Communication is key, and understanding how to successful do so in the right context is a part of innovation. As Spivey noted, she started Wine Car Boot sale as an idea that she thought was fun herself and believed other people would too. She observed that the recent trends in making food fun and accessible (e.g., the popularity of Jamie Oliver, the street food scene and it now being cool to be a foodie) has translated into people becoming more receptive to learning about wine without feeling like they have to be a geek to like it. As Spivey said eloquently, “Quality is at the heart of it - giving people a better experience with better wine”.
Halstead then made a fascinating observation gleaned from her experience in international markets. Filling a niche in the wine industry for consumer insight data and trade consulting services, Wine Intelligence has discovered over the years that although what is on the market and available to consumers may differ across countries, all consumers have the same motivations: they mostly want something they can rely on, that tastes like they expect it to, and won’t be embarrassed to serve to their friends. This is powerful information, which the big branded wine producers take seriously. They innovate within the context of consumer taste, looking to make low alcohol wines, flavoured ‘fusion’ wines etc. but also looking at how to make it more fun and appealing to customers. Perhaps widening our own (wine trade) perspective on what makes wine fun is the key. Assuming a holier than thou attitude towards consumers and the big branded wines they gravitate to will have a negative impact on the category as a whole.

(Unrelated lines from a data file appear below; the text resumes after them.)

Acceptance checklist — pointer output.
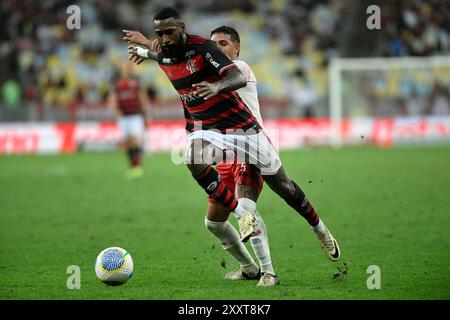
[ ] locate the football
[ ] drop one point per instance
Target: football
(114, 266)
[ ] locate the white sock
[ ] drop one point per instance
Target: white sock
(231, 242)
(244, 205)
(259, 242)
(260, 245)
(319, 228)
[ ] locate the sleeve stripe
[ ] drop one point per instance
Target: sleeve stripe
(226, 68)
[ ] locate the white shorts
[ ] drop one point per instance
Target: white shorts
(255, 149)
(132, 125)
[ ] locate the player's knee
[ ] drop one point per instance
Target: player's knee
(212, 225)
(196, 169)
(247, 204)
(286, 189)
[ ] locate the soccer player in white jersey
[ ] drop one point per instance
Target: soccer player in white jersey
(244, 179)
(225, 123)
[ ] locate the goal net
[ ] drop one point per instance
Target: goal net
(390, 101)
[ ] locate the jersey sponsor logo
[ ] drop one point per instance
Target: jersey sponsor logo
(211, 60)
(190, 65)
(212, 186)
(187, 97)
(190, 53)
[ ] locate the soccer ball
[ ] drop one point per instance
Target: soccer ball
(114, 266)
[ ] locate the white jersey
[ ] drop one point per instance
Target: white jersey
(249, 93)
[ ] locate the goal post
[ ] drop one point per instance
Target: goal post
(353, 80)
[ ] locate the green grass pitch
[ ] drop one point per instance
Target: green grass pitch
(389, 208)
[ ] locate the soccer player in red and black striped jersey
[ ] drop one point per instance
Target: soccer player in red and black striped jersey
(218, 119)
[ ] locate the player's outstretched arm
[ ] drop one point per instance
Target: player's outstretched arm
(136, 41)
(233, 79)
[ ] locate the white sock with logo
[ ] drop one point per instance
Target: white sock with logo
(231, 242)
(319, 228)
(260, 241)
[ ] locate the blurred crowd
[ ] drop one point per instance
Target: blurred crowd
(52, 73)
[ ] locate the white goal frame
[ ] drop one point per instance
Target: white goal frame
(338, 65)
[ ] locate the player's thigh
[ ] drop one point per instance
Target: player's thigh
(200, 154)
(248, 181)
(217, 212)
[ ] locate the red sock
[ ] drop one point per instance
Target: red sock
(212, 183)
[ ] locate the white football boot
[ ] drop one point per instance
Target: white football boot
(268, 280)
(329, 244)
(242, 274)
(247, 222)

While we only had about an hour to hash out the complex, multifaceted theme of innovation, the panel and the audience touched on several important considerations we must tackle if we want wine to stay relevant to consumers, especially in the face of decreasing consumption. If there was topic that incurred no debate whatsoever, it was that all our amazing panellists have been and will continue to be innovative in their own careers, and forge new paths for the wine industry.

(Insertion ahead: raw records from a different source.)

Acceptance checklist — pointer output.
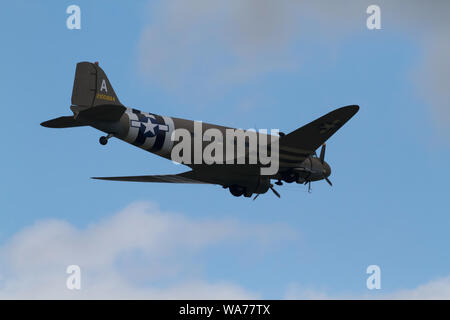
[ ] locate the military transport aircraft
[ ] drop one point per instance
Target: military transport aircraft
(95, 104)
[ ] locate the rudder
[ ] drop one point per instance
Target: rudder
(91, 87)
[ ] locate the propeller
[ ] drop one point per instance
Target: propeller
(274, 191)
(322, 160)
(322, 153)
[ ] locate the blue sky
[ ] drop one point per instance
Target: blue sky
(388, 203)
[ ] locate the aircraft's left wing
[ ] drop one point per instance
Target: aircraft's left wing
(185, 177)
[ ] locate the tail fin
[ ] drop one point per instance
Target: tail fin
(91, 87)
(93, 99)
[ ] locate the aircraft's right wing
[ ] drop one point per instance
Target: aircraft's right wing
(185, 177)
(301, 143)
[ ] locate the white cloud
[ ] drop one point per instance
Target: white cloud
(139, 252)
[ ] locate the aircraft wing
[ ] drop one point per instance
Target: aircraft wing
(185, 177)
(299, 144)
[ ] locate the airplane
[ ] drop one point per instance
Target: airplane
(94, 103)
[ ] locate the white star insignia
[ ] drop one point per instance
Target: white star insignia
(149, 126)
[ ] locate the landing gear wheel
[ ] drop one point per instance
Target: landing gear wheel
(236, 190)
(103, 140)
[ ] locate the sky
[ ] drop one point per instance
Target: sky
(264, 64)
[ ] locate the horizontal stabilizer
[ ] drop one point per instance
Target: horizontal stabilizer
(64, 122)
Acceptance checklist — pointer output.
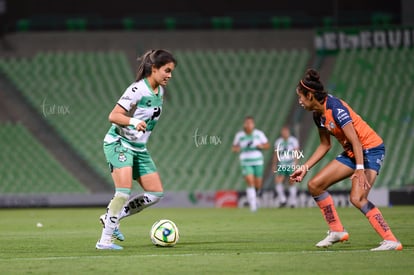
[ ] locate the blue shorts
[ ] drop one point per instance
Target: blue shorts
(373, 158)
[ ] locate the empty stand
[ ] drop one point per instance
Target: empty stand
(27, 167)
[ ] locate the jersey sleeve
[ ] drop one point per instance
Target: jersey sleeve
(130, 97)
(263, 138)
(236, 140)
(340, 114)
(318, 120)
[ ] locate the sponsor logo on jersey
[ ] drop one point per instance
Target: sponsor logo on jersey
(342, 115)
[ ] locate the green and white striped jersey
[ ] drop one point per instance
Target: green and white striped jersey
(249, 154)
(286, 150)
(142, 103)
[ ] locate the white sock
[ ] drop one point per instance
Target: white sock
(139, 202)
(280, 192)
(292, 194)
(112, 215)
(251, 198)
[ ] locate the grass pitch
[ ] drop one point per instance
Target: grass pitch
(212, 241)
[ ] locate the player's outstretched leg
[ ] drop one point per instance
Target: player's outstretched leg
(378, 222)
(336, 232)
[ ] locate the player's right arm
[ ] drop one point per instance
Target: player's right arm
(318, 154)
(275, 158)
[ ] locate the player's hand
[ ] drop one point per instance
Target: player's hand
(361, 178)
(298, 174)
(142, 126)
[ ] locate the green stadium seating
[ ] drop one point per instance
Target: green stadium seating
(377, 84)
(27, 167)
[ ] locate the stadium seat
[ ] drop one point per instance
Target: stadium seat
(27, 167)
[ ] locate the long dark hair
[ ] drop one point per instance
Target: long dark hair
(157, 58)
(311, 83)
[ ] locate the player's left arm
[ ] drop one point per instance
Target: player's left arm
(263, 146)
(352, 137)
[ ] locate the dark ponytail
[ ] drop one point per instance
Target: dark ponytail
(311, 83)
(156, 58)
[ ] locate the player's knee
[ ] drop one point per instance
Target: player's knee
(357, 200)
(314, 187)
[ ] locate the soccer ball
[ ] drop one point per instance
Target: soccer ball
(164, 233)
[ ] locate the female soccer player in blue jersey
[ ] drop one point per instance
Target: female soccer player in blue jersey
(133, 118)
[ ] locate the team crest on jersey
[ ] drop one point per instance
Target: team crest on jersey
(122, 157)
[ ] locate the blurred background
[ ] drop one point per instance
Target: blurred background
(64, 64)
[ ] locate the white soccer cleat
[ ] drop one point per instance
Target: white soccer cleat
(333, 237)
(117, 233)
(388, 245)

Lulie Halstead - Co-founder and CEO of Wine Intelligence and regarded as a leading thinker in the world of wine business strategy. Prior to co-founding Wine Intelligence, she developed expertise in the wine industry, with hands-on roles in importing, marketing & retailing.
Sunaina Sethi - Operations Director and Wine Buyer for JKS Restaurants, which includes Michelin-starred Trishna and Gymkhana. She also was recently named Imbibe's 2016 Restaurant Personality of the Year. Sunaina is working towards her Master Sommelier Diploma
Ruth Spivey - Owner of Wine Car Boot, the hugely successful car boot sale that showcases wonderful wine shops all over London. Having been a wine consultant for many years, Ruth is currently working for the very chic Craft London restaurant. Ruth holds the WSET Diploma and has been featured on BBC Food.
We also wanted to express our thanks to The Winemakers Club for hosting the event and staying open late to do so. We appreciate your support and very much enjoyed the lovely wine!